In our example above, the next-to-last field produced by the textfile module is the .textfile.file field.  When its value (here, "/var/log/messages") matches the given tag, the corresponding dissection module is called, and will parse the last field; here, the .textfile.line field.

Here are a few noteworthy features of dissection modules:

  • Dissection modules concatenate their own list of fields to the input event.  Therefore, the fields of the original input event (such as .textfile.file above) remain available, if needed.
  • Dissection modules can dissect Orchids events output by any module, not just input modules, provided that it makes sense.
    For example, Orchids events produced by the syslog module can themselves be (re)dissected, say by the generic module. Note that care was taken that Orchids events produced by the syslog module such as in the above example both have a next-to-last field, serving as a dissection tag (here, of value "sendmail"), and a last field, which would be parsed further (the .syslog.msg field ).
    This allows one to cascade dissection modules.  This is described in more detail in the next section of this page.
  • As we have said earlier, the same dissection module can be used to dissect data, with the same format, coming from different sources.  Therefore, one can for example write the following in the orchids-inputs.conf configuration file:
    # Syslog events
    INPUT		textfile	"/var/log/messages"
    DISSECT syslog	textfile	"/var/log/messages"
    INPUT		textfile	"/var/log/auth.log"
    DISSECT syslog	textfile	"/var/log/auth.log"
    ## (standard syslog udp)
    INPUT			        udp	514
    DISSECT		bintotext	udp	514
    DISSECT		syslog	bintotext	514
    

    This example also displays cascading (last three lines), for syslog data transmitted over a udp connection.

Advanced cascading

We have already seen cascading.  For example:

INPUT			        udp	514
DISSECT		bintotext	udp	514
DISSECT		syslog	bintotext	514

tells Orchids to receive some data with the udp module with tag 514 (serving as port name).  Whatever is received this way is fed to the bintotext module, which cuts up raw packets into text lines, then to the syslog module for parsing.

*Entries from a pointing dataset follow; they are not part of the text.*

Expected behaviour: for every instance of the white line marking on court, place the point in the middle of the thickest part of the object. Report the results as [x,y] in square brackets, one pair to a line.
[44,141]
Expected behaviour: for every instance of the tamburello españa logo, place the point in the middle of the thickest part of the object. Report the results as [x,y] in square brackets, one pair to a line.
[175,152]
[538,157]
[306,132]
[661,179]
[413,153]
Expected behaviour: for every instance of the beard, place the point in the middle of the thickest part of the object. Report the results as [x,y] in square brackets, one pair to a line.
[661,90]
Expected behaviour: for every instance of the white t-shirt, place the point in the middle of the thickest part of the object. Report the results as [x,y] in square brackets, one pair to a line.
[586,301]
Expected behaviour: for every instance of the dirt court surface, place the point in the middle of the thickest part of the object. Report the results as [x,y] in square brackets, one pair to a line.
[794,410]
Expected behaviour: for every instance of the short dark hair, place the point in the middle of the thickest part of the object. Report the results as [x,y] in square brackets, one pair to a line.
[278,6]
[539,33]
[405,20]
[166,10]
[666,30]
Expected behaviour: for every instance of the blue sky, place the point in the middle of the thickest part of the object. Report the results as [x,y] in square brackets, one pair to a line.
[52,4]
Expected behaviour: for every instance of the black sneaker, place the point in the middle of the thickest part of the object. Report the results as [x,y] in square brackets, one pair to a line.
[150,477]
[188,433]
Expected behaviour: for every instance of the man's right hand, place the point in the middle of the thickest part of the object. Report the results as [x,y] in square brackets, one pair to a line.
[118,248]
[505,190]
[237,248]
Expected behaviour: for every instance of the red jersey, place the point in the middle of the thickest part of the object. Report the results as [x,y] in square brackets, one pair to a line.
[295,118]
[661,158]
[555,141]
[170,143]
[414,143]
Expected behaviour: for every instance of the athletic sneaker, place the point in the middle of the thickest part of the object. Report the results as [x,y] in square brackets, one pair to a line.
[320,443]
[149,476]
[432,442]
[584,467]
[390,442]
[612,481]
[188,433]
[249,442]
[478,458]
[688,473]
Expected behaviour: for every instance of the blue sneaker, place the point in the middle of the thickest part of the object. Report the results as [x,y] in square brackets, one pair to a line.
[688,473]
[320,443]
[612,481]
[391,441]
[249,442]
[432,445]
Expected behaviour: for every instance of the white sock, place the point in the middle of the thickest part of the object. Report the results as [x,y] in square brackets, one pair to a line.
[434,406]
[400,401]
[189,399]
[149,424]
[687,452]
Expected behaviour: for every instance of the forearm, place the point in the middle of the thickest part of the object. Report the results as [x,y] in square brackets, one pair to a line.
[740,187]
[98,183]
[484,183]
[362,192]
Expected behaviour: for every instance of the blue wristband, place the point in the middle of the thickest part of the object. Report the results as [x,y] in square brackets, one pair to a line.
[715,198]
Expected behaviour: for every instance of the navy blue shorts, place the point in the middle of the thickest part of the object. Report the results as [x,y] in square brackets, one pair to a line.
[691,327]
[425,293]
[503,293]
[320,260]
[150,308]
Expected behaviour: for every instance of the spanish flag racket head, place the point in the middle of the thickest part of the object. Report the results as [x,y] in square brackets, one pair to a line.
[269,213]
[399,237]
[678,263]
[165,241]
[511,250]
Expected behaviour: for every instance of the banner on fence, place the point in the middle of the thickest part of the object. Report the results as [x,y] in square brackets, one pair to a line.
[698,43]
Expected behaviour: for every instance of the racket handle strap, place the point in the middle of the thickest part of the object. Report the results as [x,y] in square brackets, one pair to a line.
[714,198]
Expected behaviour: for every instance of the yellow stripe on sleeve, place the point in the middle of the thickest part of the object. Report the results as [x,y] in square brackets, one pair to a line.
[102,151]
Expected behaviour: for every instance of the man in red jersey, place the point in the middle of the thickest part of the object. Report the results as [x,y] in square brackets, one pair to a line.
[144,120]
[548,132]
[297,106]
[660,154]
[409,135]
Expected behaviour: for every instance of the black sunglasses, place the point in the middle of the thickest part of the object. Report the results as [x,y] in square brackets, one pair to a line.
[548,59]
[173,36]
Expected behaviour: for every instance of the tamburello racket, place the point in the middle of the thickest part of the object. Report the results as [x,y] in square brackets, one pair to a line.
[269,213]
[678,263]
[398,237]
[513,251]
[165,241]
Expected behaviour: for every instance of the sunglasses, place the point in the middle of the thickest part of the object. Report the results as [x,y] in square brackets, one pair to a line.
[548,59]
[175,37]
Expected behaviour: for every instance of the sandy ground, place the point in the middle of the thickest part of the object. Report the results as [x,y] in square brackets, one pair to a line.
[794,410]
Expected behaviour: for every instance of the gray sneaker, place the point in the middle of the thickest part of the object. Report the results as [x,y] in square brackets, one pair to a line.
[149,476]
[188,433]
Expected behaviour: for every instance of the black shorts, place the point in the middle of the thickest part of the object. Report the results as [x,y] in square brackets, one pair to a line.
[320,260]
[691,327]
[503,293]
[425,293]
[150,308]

We can continue this way: the last field of an event parsed by the syslog module is .syslog.msg, which can be parsed further, for example by the generic module or the json module.  However, it would be a mistake to write the following:

INPUT			        udp	514
DISSECT		bintotext	udp	514
DISSECT		syslog	bintotext	514
DISSECT         generic syslog 514

The reason is that 514 will no longer be the correct dissection tag. Recall that syslog will add its own fields to the event. Hence the new tag, provided by syslog, is the contents of its next-to-last field, .syslog.prog.

This is done on purpose.  It allows you to connect a new dissector based on the value of the program reporting an event through syslog.  For example, we may write:

INPUT			        udp	514
DISSECT		bintotext	udp	514
DISSECT		syslog	bintotext	514
DISSECT         my_sendmail_dissection_module syslog "sendmail"

for some hypothetical my_sendmail_dissection_module module, meant to parse sendmail messages further.

The generic module does it differently, though: you just need to write

INPUT			        udp	514
DISSECT		bintotext	udp	514
DISSECT		syslog	bintotext	514

and the generic will actually plug itself onto all syslog produced events, automatically.  What it does is described in the generic module’s configuration file.

(That is not fixed in stone. In principle, all plumbing should be visible in the orchids-inputs.conf file, and the way the generic module does it contradicts this principle.  Hence you may expect the ways of the generic module to change.)